Jacob gets up on his elbows to stare at him, then he smiles.
“Get the Crucible ready,” Jacob says, getting up smoothly from the bed, with not one worry on his face. Jacob's feet hit the cold floor with a solid thud.
“Junior Brother Cloud, are you sure? It's a very taxing process. You must already be devastated. Why not wait?”
“Liuthkrav, don't get me wrong,” Jacob says, looking at the Mithril Golem. “I regret what Iskara chose to be.”
Jacob looks around, walking with determination toward the large needles of the crucible that would need to be inserted inside his body.
“What's the meaning of that, Junior Brother Cloud?” Liuthkrav frowns. He did not expect those kind of words.
“That wasn't Iskara,” Jacob says, his fingers tracing the cold iron of the nearest needle. “She made a choice, Liuthkrav. She looked at the Champions, at us, and decided we weren't enough. She decided she had to become a monster to survive.”

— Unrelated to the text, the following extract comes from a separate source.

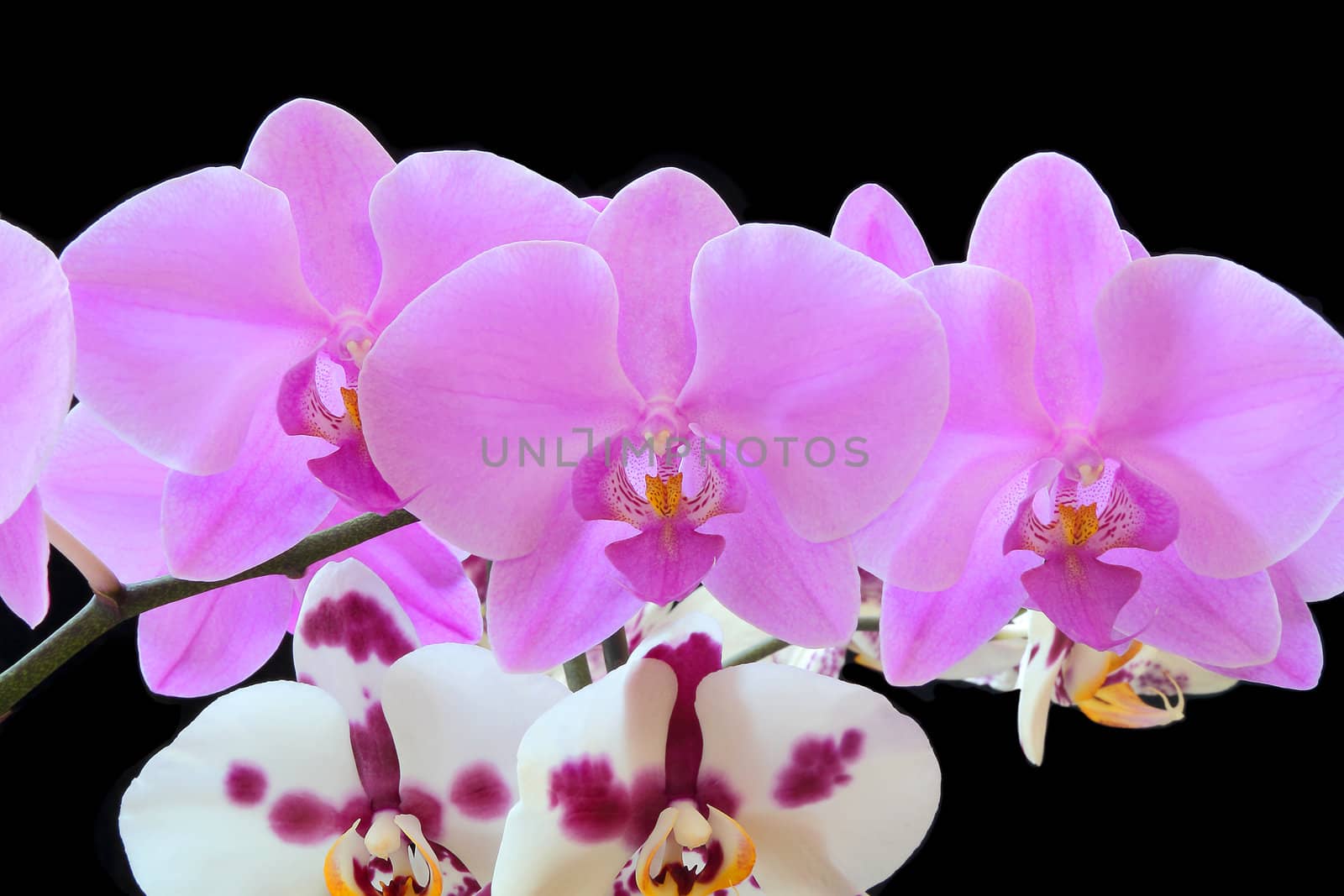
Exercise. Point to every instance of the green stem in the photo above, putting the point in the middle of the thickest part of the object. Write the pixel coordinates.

“Junior Brother, I... do not understand. What do you--”
“She made a choice,” Jacob interrupts, his voice dropping, losing its casual edge. He turns, and for the first time, Liuthkrav sees the full measure of the look in his eyes. “She thinks she is now scary because she looks like a monster. Because she embraced Asmodeus.”
It's neither grief nor softness.
There's only fury and coldness in Jacob's gaze.
“I’m not going to save her, Liuthkrav,” Jacob says. “I'll show her what scary really means.”
He looks directly at the Golem, and the hunger in his eyes is almost scary.
“She and that Infernal who convinced she had to become a monster to survive...” Jacob grabs another giant needle and hands it to the Mithril Golem. “I'm going to find them, and when I do...” Jacob has fury painted all over his face. “And I will kill them both.”
Liuthkrav is speechless.
Jacob looks at the giant needles all around him, hanging from wires of metal, then back at Liuthkrav with a dark, mirthless smile.
“Start the process.”
“Junior Brother...”
She thinks that becoming a monster is going to be enough, that she had to betray a friend, to run away from the Champions--the same people that would have fought for her--that she had to shed all her will to become that?! She thinks that that power makes her the apex predator?! That stripping away your humanity makes you better?!”
“Junior Brother Cloud, I--”
“Fine. Let her believe that.”
Jacob takes a deep breath.
“Liuthkrav,” he says. “I won't make your Master mistakes, nor mine. But now, start the process. I'll integrate the three drops of Star Metal, and then I'll go back. They're coming to show everyone how scary monsters are, how much better than Champions they are supposed to be. But the moment they step into the arena...”
Jacob stares straight ahead, his gaze piercing through the stone walls of the lab, fixing on a distant, burning horizon.
“They are coming to the arena to show the world what monsters can do,” he says. “So I’m going to be there and show them what happens to monsters.”